Verschillen in budgetten
Ondanks dat schoolbesturen nu een maximale bestedingsvrijheid hebben, worden er toch verschillende potjes ingedeeld per school. Zo is er een formatiebudget. Uit dit budget kunnen de salarissen van de leraren, de directie en het eventuele onderwijsondersteunende personeel betaald worden. Het formatiebudget bestaat niet zozeer uit concreet geld, maar uit formatie-eenheden. Het budget wordt dan ook uitgedrukt in een totaal aantal fre’s (formatierekeneenheid). Daarnaast wordt er een budget materiële instandhouding gereserveerd. Dit geld gaat naar leermiddelen, meubels, schoonmaakmiddelen en schoonmaakhulp, maar ook naar onderhoud. Zo betalen schoolbesturen bijvoorbeeld ook stoelen voor de kinderen of wordt er een zakelijke printer gekocht.

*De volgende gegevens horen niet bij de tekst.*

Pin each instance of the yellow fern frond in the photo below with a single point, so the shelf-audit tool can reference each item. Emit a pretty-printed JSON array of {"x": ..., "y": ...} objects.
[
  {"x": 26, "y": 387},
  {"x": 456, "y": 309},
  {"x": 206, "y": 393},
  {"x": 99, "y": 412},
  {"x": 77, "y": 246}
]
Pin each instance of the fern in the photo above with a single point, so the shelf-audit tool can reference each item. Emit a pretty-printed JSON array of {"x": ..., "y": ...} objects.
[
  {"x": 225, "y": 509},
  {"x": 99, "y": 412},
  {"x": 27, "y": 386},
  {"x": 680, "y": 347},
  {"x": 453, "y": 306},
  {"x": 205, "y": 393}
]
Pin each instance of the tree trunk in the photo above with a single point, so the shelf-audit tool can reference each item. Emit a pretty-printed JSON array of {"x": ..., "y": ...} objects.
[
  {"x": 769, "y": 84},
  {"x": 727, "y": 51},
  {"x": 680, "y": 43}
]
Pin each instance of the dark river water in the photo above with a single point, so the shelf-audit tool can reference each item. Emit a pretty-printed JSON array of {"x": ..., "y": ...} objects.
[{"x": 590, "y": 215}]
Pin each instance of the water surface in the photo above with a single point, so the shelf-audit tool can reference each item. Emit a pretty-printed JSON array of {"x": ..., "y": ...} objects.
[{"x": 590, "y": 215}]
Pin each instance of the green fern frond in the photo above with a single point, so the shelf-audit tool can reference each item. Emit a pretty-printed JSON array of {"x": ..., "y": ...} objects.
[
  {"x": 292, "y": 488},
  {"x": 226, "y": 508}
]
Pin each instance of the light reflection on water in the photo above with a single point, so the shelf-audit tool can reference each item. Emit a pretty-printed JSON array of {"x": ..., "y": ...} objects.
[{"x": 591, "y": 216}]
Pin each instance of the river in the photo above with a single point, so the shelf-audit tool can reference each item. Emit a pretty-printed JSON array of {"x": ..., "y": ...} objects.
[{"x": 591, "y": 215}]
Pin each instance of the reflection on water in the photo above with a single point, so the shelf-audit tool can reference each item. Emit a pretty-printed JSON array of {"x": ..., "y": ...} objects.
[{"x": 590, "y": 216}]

Het laatste potje wordt het schoolbudget genoemd. Ook uit dit budget kan er personeel aangesteld worden. Zo kunnen er leraren uit het formatiebudget worden aangesteld, maar ook uit het schoolbudget. Officieel wordt dit ‘personeelsgebonden kosten in ruime zin’ genoemd. Naast het aannemen van een leraar kan het geld ook besteed worden aan het uitbetalen van reiskostenvergoeding of een opleiding. De medezeggenschapsraad moet echter wel met de uitgaven van het schoolbudget instemmen.
Werkdruk basisonderwijs
Volgens Duo kan het inzetten van extra budget de werkdruk in het basisonderwijs verlagen. Al weer een aantal jaren gaat menig leraar in staking vanwege de hoge werkdruk in het onderwijs. Meer geld zou minder werkdruk betekenen. Het kabinet stelt daarom 430 miljoen euro beschikbaar. Met dit geld kan de werkdruk op verschillende manieren tegengegaan worden. Zo kan het helpen om een extra onderwijsassistent of conciërge aan te nemen zodat er meer ondersteunend personeel kan helpen. Er kunnen simpelweg meer leraren aangesteld worden, maar er kan ook geïnvesteerd worden in geschikte software of andere digitaal lesmateriaal. Ook kan het personeel met het geld getraind worden of op cursus gestuurd worden. Scholen mogen zelf bepalen waar het bedrag precies aan besteed wordt.